Rather than wait around for my dad to make the inevitable discovery, I decided to take matters into my own hands, and throw myself upon the mercy of the court. I set my jaw, marched from the garage into the living room, and stood tall in front of my parents as they sat watching tv on the couch. "What's going on, Johnny?" they asked, obviously seeing the look of resolute determination on my face as I stared into the face of certain death. "I played with Dad's knife in the garage," I declared, "and now I can't close it."
Dad promptly got up, went into the garage to investigate, and then returned moments later, his adult hands deftly solving the problem that my tiny fingers could not. He then led me by the hand to the master bedroom, a place synonymous with pain and retribution, and gave me a very measured and robust swat on the butt with a wooden paddle. Even though it stung, I was impressed by the fact that it had been a single swat, instead of the customary two or three which such a brazen act of defiance might usually have merited. I learned that day that if you make a mistake, it's much better for your conscience (and for your backside) if you own up to it rather than trying to cover it up.
Discipline teaches respect in a way that simply cannot be learned academically. At a fundamental level, respect for others should not be a cerebral matter, but rather an ingrained action.
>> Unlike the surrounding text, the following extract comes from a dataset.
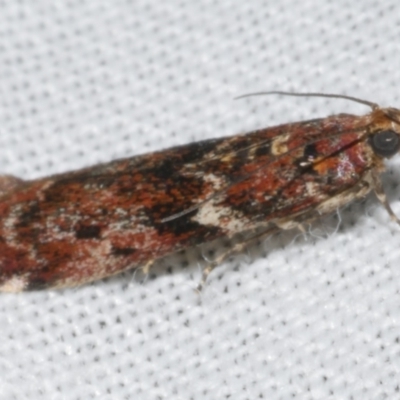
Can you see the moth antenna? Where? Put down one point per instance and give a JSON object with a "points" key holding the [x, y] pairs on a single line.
{"points": [[373, 106]]}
Some of the gentler, more "enlightened" voices of society call corporal punishment an antiquated and barbaric way to raise a child. Looking back on my young life, and at some of the times when potential punishments affected my decision-making process, I choose to call such punishments "effective and lasting behavior modification."
Life is filled with many highly-consequential decisions. When you make a good one, everyone applauds and says, "your parents must have really raised you well." I can proudly say I've received such high praise more than once (thanks, Mom and Dad). When you make a bad decision, however, there's no blaming others or sloughing off responsibility based on your past, your present situation, or any other factors except for yourself. A person who chooses to ignore this rule, who attempts to disguise their failures or blame anyone and everyone but themselves for their poor life decisions, will quickly find themselves without friends and without any credibility as a grown adult.
This brings me to a very practical real-world example:
If a church were to hypothetically spend millions of dollars to purchase some property, and then rush into renovating said property to convert it into a "satellite campus" even though it's adjacent to their existing facility, and then later find themselves getting hammered by state and local officials for failing to seek proper approval from the authorities before beginning a major renovation, one could say that said church officials may have been too hasty. When they purchase a bus for ferrying homeless people from downtown DC to bring them to church, only to later decide to use it as an overpriced, under-utilized metro shuttle, one could arguably say that they changed plans arbitrarily.
Furthermore, when they spend vast sums to purchase a large meeting tent designed to fill the role of the as-yet unrealized "satellite campus" after months of making no progress, one could argue that they wasted even more of the church's valuable resources trying to cover up a previous mistake. When they endanger the safety of their staff members by forcing them to set up and tear down said tent repeatedly (and sustain a few falls and cuts in the process) instead of hiring time-saving paid professionals, one could either commend their commitment to their cause, or finally declare that they've simply run their credibility into the ground.
Part of being a pastor or paid staff member of a congregation means being accountable to the people for how you utilize their money and time. When a growing number of people begin to express their concerns, and the staid response of the church remains "don't question us." You may very quickly find that those who formerly sang your undying praises are now quietly shuffling toward the door in increasing numbers.
We are all adults. We're not stupid. When you have a giant, half-bricked building staring you in the face every Sunday as you leave church, it's easy to apprehend that things aren't going well. Perhaps instead of producing numerous new shiny projects to distract people from the edifice which literally stands as a monument of your failure, you might want to consider discussing your disappointments openly and honestly with the congregation. In doing so, you might earn back a smidgen of the tremendous respect that you've lost.
The Titanic was famous for its dutiful orchestra, who staunchly refused to instill a panic among the passengers by running or attempting to jump overboard as so many others did when the ship struck that fateful iceberg. Rather, they dutifully sat and played hymns as the ship slid helplessly beneath the waves taking 1,517 of her 2,223 souls to the bottom with her. As much as I enjoyed my temporary passage aboard that beautiful ship called DC Metro Church, I, for one, refuse to be a member of the band.